Ma Hongjie’s Photography Series: “The Family Belongings of Chinese People”
 By Wang Chunchen
 
The process of modernization has accelerated the structural transformation of Chinese society.
In some ways, this transformation has been quite extensive. This historical context offers art both great opportunities and also challenges. It demands not only the suitable art forms, but also artists' observations and responses this change in context. The realities of life call for a contemplative art.
Ma Hongjie's photographic series The Family Belongings of Chinese People roots in this transitional era, and focuses on the materials of daily life for Chinese families, aiming to reflect the human nature embedded in them. Thus, this series offers an examination of the life conditions of the Chinese people. Images from this series are at once pictorial texts that interpret the life presence in Chinese society and a demonstration of the special value and function of photography as art.

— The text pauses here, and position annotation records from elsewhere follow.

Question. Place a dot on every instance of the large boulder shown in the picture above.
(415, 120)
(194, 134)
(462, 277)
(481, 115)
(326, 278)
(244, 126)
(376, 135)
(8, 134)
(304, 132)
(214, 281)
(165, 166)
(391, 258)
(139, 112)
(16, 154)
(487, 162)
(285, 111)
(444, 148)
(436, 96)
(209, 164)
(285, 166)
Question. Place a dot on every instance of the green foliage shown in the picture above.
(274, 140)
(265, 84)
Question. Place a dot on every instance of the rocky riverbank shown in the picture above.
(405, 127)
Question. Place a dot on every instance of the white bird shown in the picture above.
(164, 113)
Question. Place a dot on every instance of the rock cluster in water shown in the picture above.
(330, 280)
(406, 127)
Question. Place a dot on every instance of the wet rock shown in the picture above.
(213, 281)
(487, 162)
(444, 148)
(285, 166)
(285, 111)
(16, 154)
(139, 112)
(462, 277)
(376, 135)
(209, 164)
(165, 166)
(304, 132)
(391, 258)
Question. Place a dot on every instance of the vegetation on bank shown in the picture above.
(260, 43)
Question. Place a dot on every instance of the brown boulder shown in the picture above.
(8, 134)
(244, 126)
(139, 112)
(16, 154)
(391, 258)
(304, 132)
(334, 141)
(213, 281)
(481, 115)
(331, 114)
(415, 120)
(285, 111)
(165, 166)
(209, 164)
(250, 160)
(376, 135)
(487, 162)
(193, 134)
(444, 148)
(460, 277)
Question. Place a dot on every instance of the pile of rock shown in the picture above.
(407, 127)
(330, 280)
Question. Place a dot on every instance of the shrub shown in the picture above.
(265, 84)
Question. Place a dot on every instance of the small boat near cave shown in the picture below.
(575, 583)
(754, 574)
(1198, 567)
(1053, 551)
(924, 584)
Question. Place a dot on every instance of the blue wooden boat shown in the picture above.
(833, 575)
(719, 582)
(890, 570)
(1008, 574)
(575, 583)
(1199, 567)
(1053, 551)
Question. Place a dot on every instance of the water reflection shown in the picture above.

As an art form, photography does not passively record reality. Rather, it demonstrates artists' participation in shaping the real world. The Family Belongings of Chinese People show this special function of images quite well. To make this photographic series, Ma Hongjie visited a number of areas and regions in China,
Selecting the most typical residential images reflecting the current life condition in China.
The lens offered by The Family Belongings of Chinese People reveals the interior structure of the conditions of contemporary life in Chinese society. It brings out the underlying family life and interprets the attendant life philosophy through tangible materials from the contemporary social context. While actively seeking to articulate life conditions in China, the artist establishes a relationship between reality and the imagination: the actual domestic space is presented in the open air, bringing to light China's home conditions and penetrating the viewer's vision. These seemingly paradoxical scenes are in fact what have been hidden during the transformation of Chinese society. Without taking account of the family belongings that are clearly shown by the artist, we might have ignored the material content of Chinese families' lives, or think little about it. Thus, the artist uses photographic images to engage our consciousness. This body of work is a testament to the faith and condition of life in contemporary China, and evidence of what has changed and also what has remained the same during modernization. Between reality and the imagination, The Family Belongings of Chinese People locate the logic of our existence in visual inspirations, confirming the particular presence of China within the larger scope of grand global change.